# Little job just finished up



## minichopper6hp (Apr 19, 2014)

Just finished up this little gem. All for a dinky 10hp motor...


----------



## drsparky (Nov 13, 2008)

Not being critical but why not use PVC coated strut?


----------



## McClary’s Electrical (Feb 21, 2009)

Were you required to paint the conduit? It looks weird to me


----------



## minichopper6hp (Apr 19, 2014)

Pvc coated aluminum rigid. Coated clamps. 316 s.s. strut. 1-1/2" btw! Engineer way oversized the whole job


----------



## minichopper6hp (Apr 19, 2014)

drsparky said:


> Not being critical but why not use PVC coated strut?


Its what was spec'd by engineer.


----------



## McClary’s Electrical (Feb 21, 2009)

Oh cool. I see now


----------



## Steve W (Dec 18, 2008)

nice job!


----------



## Steve W (Dec 18, 2008)

i like the pvc used for the grounding , do you use a torch to bend it?


----------



## minichopper6hp (Apr 19, 2014)

Steve W said:


> i like the pvc used for the grounding , do you use a torch to bend it?


Thanks!
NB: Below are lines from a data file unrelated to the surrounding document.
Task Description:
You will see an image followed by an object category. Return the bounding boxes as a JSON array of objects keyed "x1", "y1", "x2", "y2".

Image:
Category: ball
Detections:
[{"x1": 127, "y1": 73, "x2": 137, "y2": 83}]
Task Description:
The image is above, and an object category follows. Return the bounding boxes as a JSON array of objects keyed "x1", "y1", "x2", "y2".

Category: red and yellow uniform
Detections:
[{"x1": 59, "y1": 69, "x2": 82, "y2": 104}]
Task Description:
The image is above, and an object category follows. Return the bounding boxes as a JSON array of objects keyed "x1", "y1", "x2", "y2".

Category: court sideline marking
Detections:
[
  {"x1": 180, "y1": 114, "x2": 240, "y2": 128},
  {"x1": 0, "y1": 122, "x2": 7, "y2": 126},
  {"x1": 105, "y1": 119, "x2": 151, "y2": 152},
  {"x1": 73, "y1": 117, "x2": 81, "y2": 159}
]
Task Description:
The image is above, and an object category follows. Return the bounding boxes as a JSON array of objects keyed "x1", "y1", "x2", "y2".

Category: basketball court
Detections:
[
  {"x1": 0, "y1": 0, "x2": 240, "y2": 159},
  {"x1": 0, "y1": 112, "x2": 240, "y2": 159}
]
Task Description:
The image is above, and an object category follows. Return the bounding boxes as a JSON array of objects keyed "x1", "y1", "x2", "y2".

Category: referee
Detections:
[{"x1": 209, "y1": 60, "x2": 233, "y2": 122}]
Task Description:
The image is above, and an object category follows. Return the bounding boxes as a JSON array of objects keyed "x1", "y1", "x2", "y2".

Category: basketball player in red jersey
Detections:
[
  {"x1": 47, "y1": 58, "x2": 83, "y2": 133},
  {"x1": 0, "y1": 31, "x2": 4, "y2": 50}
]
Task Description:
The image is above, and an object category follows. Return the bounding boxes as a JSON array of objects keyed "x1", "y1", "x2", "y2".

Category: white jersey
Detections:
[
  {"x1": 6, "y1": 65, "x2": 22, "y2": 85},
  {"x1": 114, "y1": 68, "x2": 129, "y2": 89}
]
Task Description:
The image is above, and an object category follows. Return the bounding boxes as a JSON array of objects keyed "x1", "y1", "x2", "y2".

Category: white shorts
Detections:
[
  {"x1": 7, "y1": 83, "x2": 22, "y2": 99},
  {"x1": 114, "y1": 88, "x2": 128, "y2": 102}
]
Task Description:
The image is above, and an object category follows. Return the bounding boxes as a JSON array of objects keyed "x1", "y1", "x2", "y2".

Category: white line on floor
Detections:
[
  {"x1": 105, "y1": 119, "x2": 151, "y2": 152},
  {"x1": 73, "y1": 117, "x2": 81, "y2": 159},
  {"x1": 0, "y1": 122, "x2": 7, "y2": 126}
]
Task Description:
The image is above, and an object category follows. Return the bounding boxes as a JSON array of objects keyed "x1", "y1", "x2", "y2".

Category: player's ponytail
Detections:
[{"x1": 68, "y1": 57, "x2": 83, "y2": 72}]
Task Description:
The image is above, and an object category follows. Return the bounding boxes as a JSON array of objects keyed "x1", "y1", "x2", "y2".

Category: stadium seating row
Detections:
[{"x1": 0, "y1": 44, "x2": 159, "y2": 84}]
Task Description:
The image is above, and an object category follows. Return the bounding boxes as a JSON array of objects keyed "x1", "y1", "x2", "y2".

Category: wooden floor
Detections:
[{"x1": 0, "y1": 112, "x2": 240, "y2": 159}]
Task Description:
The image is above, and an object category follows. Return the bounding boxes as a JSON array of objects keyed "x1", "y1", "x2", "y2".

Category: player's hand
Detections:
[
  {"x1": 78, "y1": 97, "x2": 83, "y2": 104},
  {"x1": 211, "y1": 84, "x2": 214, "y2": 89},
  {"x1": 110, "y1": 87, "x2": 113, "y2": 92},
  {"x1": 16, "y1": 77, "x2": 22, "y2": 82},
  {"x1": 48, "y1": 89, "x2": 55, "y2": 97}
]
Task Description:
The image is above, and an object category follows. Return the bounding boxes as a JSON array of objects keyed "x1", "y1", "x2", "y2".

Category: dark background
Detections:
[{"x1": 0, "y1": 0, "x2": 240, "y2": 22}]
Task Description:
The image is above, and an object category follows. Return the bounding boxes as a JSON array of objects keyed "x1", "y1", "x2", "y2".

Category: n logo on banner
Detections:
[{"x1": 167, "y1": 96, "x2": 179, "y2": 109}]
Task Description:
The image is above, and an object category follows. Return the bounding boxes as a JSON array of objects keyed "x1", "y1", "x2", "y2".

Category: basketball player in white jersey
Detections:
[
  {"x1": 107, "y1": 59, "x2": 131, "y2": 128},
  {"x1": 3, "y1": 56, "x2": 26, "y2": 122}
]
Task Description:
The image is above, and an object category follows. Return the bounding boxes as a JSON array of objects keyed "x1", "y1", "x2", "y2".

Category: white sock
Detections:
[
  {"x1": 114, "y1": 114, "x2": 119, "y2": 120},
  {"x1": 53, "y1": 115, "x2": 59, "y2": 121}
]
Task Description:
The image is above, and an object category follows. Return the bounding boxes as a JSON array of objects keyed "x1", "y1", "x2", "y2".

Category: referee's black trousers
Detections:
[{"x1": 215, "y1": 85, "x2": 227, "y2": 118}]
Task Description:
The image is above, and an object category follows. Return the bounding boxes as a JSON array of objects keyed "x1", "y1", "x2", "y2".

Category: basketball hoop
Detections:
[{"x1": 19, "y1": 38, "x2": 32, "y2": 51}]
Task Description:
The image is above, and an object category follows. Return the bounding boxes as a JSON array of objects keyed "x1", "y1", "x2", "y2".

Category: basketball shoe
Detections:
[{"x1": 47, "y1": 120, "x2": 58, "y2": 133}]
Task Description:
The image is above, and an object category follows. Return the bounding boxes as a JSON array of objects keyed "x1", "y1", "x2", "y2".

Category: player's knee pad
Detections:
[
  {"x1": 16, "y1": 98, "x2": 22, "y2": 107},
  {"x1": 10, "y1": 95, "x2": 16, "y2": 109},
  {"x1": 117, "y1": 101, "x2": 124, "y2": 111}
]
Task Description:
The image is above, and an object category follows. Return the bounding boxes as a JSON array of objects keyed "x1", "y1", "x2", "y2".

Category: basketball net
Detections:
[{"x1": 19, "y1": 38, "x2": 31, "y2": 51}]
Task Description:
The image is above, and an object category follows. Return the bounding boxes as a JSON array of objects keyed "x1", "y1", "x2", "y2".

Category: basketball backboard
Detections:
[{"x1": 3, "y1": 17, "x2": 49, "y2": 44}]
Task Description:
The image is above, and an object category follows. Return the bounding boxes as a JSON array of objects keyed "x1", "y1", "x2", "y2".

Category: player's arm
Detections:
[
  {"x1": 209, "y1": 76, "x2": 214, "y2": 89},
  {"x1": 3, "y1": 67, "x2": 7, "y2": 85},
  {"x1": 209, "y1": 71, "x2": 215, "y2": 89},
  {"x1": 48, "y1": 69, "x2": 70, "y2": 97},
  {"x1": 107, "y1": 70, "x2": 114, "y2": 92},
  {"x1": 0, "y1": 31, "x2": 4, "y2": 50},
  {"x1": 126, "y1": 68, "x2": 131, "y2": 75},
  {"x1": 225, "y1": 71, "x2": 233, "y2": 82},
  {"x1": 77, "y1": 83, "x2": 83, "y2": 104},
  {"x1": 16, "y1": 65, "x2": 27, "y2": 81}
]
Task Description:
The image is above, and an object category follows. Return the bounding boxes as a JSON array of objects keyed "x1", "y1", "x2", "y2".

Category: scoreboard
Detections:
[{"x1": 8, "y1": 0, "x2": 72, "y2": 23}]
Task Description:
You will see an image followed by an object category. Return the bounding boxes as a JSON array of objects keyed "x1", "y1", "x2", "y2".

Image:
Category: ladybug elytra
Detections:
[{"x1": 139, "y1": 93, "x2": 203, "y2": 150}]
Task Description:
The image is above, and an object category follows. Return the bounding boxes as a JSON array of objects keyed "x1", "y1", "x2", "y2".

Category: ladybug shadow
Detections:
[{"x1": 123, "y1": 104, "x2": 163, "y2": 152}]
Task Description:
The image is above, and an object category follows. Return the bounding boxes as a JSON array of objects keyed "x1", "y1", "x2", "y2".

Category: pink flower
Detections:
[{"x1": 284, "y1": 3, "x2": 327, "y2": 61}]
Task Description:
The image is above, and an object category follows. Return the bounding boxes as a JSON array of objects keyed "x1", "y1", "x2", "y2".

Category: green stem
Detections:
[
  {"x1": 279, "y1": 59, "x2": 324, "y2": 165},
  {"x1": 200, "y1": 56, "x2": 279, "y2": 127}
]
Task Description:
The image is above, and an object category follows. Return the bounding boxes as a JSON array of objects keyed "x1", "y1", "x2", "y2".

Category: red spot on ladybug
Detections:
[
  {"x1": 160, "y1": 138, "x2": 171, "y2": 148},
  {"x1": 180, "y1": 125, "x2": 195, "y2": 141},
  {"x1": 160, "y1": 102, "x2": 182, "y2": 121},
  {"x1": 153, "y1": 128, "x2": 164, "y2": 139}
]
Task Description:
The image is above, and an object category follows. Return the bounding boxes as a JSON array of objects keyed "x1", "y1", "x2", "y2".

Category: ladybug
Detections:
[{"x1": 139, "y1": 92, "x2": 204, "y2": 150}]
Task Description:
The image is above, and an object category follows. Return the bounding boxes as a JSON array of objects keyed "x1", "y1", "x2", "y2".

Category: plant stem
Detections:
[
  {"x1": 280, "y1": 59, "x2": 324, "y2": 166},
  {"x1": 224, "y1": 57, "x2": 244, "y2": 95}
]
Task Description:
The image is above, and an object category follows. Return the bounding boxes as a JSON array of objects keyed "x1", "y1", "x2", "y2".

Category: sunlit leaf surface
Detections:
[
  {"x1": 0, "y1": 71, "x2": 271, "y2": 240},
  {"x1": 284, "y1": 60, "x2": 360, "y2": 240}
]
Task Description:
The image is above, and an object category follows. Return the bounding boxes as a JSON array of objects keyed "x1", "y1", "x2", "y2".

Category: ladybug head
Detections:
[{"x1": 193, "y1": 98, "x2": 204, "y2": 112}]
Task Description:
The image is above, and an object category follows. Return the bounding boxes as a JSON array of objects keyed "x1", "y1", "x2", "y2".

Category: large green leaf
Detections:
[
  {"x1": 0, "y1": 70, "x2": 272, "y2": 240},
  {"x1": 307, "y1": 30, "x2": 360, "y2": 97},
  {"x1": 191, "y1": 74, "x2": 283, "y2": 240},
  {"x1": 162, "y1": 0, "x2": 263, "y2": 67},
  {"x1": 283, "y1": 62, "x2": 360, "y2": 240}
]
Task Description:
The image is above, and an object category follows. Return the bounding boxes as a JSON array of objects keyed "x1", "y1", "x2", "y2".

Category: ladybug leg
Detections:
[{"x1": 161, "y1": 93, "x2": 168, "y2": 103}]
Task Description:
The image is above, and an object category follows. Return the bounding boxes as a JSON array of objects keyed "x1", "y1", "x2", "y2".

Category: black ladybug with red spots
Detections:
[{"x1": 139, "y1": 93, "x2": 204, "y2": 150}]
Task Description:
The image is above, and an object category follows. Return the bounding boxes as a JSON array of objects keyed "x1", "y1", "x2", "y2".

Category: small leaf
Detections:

Yea i torched it.


----------



## Black Dog (Oct 16, 2011)

Excellent...:thumbup:


----------



## Rns (Mar 23, 2013)

What type of facility is that for? Looks good!


----------



## minichopper6hp (Apr 19, 2014)

Rns said:


> What type of facility is that for? Looks good!


Fertilizer manufacturer.


----------



## btharmy (Jan 17, 2009)

That makes perfect sense. Yours needs to be pvc coated when the other 3 on the rack next to yours are bare. I think we have all worked for an engineer like that before. More engineering = more work. More work = more $$$. It's all good.


----------



## minichopper6hp (Apr 19, 2014)

btharmy said:


> That makes perfect sense. Yours needs to be pvc coated when the other 3 on the rack next to yours are bare. I think we have all worked for an engineer like that before. More engineering = more work. More work = more $$$. It's all good.


Yea its funny how that works. Oh well not my money. Lol.


----------



## Cow (Jan 16, 2008)

Looks good, I've ran my fair share of pvc coated rigid, but didn't know they made an aluminum variety. Cool.


----------



## Black Dog (Oct 16, 2011)

minichopper6hp said:


> Yea its funny how that works. Oh well not my money. Lol.


The must be fun learning how to cut and thread that..


----------



## Jlarson (Jun 28, 2009)

EE

It really stands for extremely expensive.


----------